Louise Benson

Watching Jarvis Cocker sneak onto the stage of a brightly lit, austere Cambridge lecture theatre was naturally an experience riddled with incongruities. He looked as though he had fallen out of our collective imagination from his iconic days with Pulp (the specs, the hair, the suit, the brogues, the flop, the twang) still every inch the unlikely, outsider rock star. Yet here he was in Cambridge, of all places, not so much out of place but rather bemused by the place, with the objective of the evening proving his status as a poet rather than simply a lyricist.

'Back stage' (actually a lecturer’s prep room) we sit with Cocker for a few fragmented moments to talk about poets and pop. The transformation from pop star to pop poet is a change he resolutely denies, with his humility providing a marked contrast to the analytical scrutiny his songs can be exposed to in the lecture hall. With his trademark sardonic humour he begins by claiming that, in many cases, "words don't matter in songs," pointing to the nonsensical lyrics to the classic 50s rock song 'Louie Louie.' Writing lyrics was never something he wanted to do; it was merely necessary, the irritating side of being the singer of a band.

Part of this modesty is disingenuous, of course: later, he jokes that having his lyrics published didn't change the way he viewed them, "because I always thought they were alright, I'm a bighead. Having said that lyrics aren't important, they've obviously been important to me as I've spent my life writing them." Not only have his lyrics consumed large parts of his life, they also act as a record of it: "this book is the closest thing I have to a life story, or a diary."
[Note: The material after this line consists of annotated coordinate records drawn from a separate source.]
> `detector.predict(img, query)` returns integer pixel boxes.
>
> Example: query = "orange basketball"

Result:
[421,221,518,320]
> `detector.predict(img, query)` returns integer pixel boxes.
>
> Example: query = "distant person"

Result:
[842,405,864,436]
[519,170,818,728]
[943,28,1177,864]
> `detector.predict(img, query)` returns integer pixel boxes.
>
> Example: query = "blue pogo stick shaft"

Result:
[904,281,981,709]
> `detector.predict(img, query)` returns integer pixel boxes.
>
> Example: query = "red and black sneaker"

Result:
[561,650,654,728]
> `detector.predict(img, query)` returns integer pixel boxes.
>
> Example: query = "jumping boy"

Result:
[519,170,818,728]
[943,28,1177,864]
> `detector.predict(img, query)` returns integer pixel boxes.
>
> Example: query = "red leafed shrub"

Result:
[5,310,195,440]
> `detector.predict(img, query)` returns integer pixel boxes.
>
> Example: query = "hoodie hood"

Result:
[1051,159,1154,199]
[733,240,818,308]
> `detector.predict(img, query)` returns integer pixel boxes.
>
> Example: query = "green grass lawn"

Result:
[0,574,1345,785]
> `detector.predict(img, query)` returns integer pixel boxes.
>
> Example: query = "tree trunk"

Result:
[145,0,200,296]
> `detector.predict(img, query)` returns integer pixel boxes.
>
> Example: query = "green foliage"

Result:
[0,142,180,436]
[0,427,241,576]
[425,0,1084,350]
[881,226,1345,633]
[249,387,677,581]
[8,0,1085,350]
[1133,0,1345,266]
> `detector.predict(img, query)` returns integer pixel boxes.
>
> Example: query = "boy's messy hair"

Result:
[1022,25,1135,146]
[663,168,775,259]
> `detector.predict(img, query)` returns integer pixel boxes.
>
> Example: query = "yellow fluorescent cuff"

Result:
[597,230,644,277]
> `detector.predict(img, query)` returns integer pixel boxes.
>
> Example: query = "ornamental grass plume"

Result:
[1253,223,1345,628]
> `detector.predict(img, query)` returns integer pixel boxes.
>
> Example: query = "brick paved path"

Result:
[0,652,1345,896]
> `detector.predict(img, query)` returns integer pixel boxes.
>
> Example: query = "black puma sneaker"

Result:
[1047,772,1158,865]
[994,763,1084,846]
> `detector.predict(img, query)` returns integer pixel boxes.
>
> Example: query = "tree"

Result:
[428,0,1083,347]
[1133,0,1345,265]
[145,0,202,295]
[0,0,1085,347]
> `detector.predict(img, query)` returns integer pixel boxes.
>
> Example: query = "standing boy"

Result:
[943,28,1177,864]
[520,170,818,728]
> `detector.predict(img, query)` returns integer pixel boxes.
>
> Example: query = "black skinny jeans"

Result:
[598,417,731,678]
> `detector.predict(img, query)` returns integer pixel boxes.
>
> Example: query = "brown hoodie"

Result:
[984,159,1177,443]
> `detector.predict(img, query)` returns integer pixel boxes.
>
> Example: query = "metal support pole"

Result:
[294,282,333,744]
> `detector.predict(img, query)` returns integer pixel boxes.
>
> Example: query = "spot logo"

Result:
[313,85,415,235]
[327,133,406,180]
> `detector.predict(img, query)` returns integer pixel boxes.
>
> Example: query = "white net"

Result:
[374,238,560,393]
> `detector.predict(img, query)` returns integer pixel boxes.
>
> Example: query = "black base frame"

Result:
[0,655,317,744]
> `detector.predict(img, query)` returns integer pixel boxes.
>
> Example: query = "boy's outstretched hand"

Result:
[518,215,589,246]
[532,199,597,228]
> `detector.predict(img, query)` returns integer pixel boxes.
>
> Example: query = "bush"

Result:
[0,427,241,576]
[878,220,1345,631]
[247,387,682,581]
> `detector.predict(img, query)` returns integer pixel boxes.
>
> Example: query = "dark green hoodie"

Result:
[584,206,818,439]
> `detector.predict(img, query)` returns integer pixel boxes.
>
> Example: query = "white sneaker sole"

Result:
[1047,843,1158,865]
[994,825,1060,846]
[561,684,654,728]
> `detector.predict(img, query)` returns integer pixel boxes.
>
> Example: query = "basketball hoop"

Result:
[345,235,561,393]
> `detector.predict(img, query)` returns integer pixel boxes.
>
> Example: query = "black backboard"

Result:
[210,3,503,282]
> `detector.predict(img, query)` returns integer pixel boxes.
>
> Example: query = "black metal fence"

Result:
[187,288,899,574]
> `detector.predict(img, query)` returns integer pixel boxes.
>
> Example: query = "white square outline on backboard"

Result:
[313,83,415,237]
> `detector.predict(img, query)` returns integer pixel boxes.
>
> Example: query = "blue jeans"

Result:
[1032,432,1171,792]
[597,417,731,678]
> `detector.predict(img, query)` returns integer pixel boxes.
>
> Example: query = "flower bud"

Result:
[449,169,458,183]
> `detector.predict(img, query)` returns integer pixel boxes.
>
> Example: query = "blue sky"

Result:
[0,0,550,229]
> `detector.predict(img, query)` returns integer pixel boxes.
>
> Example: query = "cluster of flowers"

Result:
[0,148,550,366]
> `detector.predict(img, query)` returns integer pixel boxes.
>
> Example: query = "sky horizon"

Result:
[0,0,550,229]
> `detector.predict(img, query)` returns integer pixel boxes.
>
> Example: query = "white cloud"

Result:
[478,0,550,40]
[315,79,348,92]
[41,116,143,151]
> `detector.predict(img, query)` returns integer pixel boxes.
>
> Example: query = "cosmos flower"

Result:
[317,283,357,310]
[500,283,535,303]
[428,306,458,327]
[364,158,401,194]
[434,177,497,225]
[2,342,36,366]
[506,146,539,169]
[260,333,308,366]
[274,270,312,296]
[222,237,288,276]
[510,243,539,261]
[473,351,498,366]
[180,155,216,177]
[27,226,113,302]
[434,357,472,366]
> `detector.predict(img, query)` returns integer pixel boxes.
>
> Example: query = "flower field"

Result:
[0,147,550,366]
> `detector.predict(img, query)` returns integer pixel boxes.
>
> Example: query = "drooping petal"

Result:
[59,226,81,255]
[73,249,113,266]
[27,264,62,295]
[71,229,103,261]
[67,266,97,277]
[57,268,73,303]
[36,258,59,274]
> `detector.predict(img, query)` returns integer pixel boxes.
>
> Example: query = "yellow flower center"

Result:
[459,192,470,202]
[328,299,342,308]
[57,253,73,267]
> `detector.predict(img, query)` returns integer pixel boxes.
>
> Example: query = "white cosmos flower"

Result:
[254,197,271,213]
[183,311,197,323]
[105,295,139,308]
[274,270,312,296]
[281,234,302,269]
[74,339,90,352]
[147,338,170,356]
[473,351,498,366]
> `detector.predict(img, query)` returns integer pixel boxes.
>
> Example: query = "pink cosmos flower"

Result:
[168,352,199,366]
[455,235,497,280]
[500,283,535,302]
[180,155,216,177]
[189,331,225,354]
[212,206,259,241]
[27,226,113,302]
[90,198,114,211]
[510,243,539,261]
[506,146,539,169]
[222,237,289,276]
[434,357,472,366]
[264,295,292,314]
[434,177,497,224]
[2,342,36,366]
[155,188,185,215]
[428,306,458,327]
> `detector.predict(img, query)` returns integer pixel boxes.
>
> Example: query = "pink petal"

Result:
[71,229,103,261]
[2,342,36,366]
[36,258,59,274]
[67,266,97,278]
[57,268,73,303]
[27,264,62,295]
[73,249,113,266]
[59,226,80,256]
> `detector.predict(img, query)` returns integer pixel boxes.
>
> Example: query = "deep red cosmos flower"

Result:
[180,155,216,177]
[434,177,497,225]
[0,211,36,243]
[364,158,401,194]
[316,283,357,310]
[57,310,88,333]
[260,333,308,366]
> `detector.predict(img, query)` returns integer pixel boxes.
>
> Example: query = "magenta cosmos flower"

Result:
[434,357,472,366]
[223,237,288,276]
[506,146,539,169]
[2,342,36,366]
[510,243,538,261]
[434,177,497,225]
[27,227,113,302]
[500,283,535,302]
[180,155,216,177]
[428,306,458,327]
Although he admits to the autobiographical nature of many of his lyrics, Cocker maintains that there must always be "an element of mystery to songwriting, otherwise it's boring.” Part of the effort to categorise his lyrics as poetry seems to be energised by the same analytical force fostered by academia, which arguably detracts from some of the "mystery" he seems to find exciting. Indeed, discussing his obsession with writing about mundane details, Cocker claims that a large part of why he writes is to fix these seemingly insignificant things in time, to record them rather than to pick them apart; fundamentally, he says, "I hate change."
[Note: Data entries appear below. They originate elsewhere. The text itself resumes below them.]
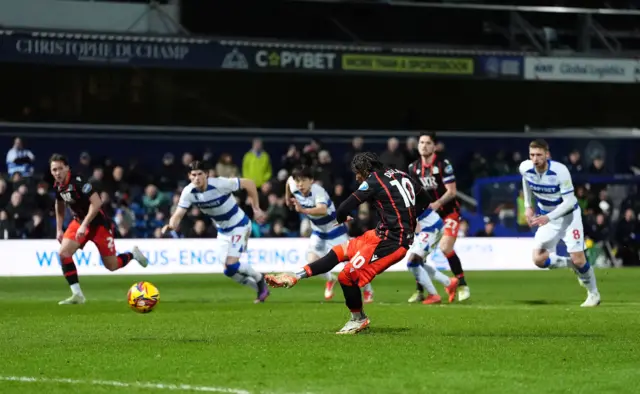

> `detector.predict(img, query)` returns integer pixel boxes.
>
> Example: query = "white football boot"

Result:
[336,317,369,335]
[131,246,149,268]
[58,294,86,305]
[407,290,424,303]
[580,292,600,308]
[458,286,471,301]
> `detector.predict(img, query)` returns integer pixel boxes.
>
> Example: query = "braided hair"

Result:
[351,152,384,177]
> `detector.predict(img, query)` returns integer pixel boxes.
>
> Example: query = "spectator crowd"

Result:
[5,137,640,265]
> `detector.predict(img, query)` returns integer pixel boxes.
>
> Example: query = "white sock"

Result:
[322,271,336,282]
[227,272,258,291]
[238,263,262,283]
[571,261,598,293]
[224,262,262,291]
[409,265,438,294]
[545,253,571,269]
[242,277,258,292]
[70,283,82,295]
[424,264,451,287]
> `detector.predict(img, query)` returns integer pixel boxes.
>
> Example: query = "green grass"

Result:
[0,270,640,394]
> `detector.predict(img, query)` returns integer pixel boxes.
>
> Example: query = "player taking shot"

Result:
[285,166,373,304]
[266,152,429,334]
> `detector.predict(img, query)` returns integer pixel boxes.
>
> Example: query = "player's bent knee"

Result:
[338,267,353,286]
[531,249,549,268]
[438,235,456,255]
[102,256,118,272]
[570,252,587,267]
[331,245,347,262]
[224,261,240,277]
[407,254,424,268]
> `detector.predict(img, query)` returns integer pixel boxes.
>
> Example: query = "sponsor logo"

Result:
[255,50,337,70]
[525,58,637,83]
[222,48,249,70]
[0,234,537,276]
[342,54,473,75]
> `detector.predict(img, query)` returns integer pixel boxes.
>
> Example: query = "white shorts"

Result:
[407,229,443,259]
[307,234,349,257]
[534,208,585,253]
[407,210,444,259]
[218,223,251,263]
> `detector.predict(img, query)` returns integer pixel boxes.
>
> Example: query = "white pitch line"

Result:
[0,376,251,394]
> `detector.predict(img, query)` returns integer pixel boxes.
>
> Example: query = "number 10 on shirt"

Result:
[389,178,416,208]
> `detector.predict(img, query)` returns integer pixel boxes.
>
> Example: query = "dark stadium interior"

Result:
[0,0,640,394]
[0,64,640,131]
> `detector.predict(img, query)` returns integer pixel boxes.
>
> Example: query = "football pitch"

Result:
[0,269,640,394]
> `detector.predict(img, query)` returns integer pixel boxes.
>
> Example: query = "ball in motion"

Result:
[127,282,160,313]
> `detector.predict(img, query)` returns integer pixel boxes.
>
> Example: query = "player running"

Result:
[49,154,149,305]
[519,140,600,307]
[409,132,471,302]
[162,161,269,303]
[407,208,459,305]
[266,152,429,334]
[285,166,373,304]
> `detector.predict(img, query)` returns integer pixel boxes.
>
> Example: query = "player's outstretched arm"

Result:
[162,207,187,234]
[284,177,294,208]
[76,190,102,239]
[56,199,66,242]
[302,203,327,216]
[336,193,364,223]
[240,178,260,211]
[240,178,267,223]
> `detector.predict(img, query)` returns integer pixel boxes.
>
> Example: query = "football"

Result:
[127,282,160,313]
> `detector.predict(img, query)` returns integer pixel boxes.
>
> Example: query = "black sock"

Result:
[60,257,79,286]
[447,252,467,286]
[118,253,133,269]
[340,283,365,319]
[296,250,341,278]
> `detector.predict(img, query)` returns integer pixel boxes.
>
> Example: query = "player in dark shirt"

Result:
[49,154,148,305]
[265,152,429,334]
[409,132,470,302]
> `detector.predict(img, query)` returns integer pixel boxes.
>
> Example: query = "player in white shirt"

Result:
[285,166,373,304]
[407,208,459,305]
[162,161,269,303]
[520,140,600,307]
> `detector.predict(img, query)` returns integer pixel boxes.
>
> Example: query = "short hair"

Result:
[291,166,314,179]
[49,153,69,166]
[529,139,549,152]
[351,152,384,174]
[418,130,438,144]
[187,160,209,172]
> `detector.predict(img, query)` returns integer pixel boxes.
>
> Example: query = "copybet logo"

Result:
[256,50,336,70]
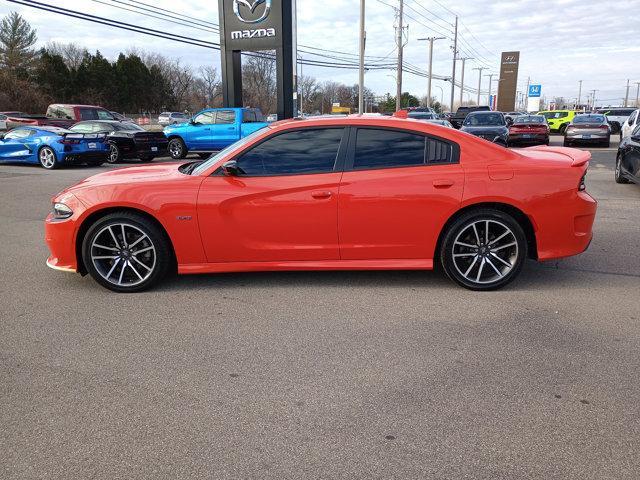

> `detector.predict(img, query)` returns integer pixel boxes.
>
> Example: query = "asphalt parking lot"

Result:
[0,137,640,479]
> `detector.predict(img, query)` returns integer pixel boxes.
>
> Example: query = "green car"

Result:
[538,110,582,135]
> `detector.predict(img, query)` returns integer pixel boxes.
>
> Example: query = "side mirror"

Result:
[222,160,244,177]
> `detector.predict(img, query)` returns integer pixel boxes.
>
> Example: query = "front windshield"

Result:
[191,127,266,175]
[463,113,504,127]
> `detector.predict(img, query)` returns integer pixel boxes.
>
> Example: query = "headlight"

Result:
[52,202,73,220]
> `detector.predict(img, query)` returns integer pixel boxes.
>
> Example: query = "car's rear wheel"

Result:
[107,143,122,163]
[82,212,171,292]
[614,155,630,183]
[440,209,527,290]
[167,137,187,160]
[38,147,58,170]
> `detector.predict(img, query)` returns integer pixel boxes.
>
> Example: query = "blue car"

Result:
[164,108,267,160]
[0,125,109,170]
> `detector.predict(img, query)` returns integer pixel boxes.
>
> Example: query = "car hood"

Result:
[62,162,189,193]
[460,125,507,135]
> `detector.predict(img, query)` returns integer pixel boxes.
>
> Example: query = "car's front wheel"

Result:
[440,209,527,290]
[167,137,187,160]
[38,147,58,170]
[614,155,629,183]
[82,212,171,292]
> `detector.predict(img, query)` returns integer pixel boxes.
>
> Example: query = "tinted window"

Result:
[237,128,344,176]
[69,123,93,133]
[4,128,34,140]
[216,110,236,124]
[47,105,74,120]
[193,112,215,125]
[353,128,425,169]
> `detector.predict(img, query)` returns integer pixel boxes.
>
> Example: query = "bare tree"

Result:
[242,55,276,115]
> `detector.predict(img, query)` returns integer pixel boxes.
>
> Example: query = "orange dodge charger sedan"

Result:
[45,116,596,292]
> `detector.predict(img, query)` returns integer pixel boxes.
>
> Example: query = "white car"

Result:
[158,112,189,126]
[620,109,640,140]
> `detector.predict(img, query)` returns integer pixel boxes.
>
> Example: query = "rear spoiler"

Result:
[528,146,591,167]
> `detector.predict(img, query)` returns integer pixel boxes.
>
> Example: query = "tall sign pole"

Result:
[218,0,297,119]
[358,0,367,115]
[451,15,458,113]
[418,37,445,107]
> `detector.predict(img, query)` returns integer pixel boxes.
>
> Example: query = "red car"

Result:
[46,116,596,292]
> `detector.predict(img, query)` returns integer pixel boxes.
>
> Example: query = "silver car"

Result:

The account he gives of his songwriting process certainly defies fixed analysis:  an earlier method consisted of "leaving all the writing 'til the last minute. In a blind panic, I'd get all my notebooks out and get really drunk and try to write them all in one night." This meant that he does not even recollect writing the harrowing Pulp track, 'This is Hardcore': "all I had was the title. I left that one until the end when I was completely blind drunk, so I don't remember having written it at all. I woke up in the morning and saw these words and thought 'oh, where did that come from?'

"Sometimes things come from a place that you're not conscious of getting them from; you have to take into account the fact that a lot of what's making it work is something outside of the words."  This may not be a fixed, formal Cambridge vision of writing, but it's very Cocker: he's light-hearted and amiable throughout our chat, but never detached. These songs may have come from nowhere, but there is certainly something profound at work.

Self-deprecating jokes about returning from Cambridge "with a scarf on, very poetic" rub up against the fact that his lyrics were published by the renowned Faber, "with a proper Faber cover, not a cover with my face on it. I was very adamant about that: I wanted to present it as plainly as possible." 

In this unassuming presentation, there is an honesty that is far more profound than any self-consciously poetic lyricism: "when people arrange their lyrics sheets so that it looks nice and poetic, that's when you get really bad stuff produced. When pop music or rock music starts to think it's poetic, that's usually when it really isn't at all. There are certain writers who write pop lyrics that can achieve the status of poetry, but not when they try too hard to do that." 

Ultimately, that's what a lot of the discussion trying to position Cocker's lyrics as poetry seems to be: trying too hard to categorise something that should perhaps maintain some of its mystery. Despite any meticulous attempts to dissect them, to analyse their form, to elevate them, or demote them, their effect remains, in Cocker's terms, "something outside of the words": delightful, articulate snapshots of life's little and not so little mysteries to be savoured, not dissected.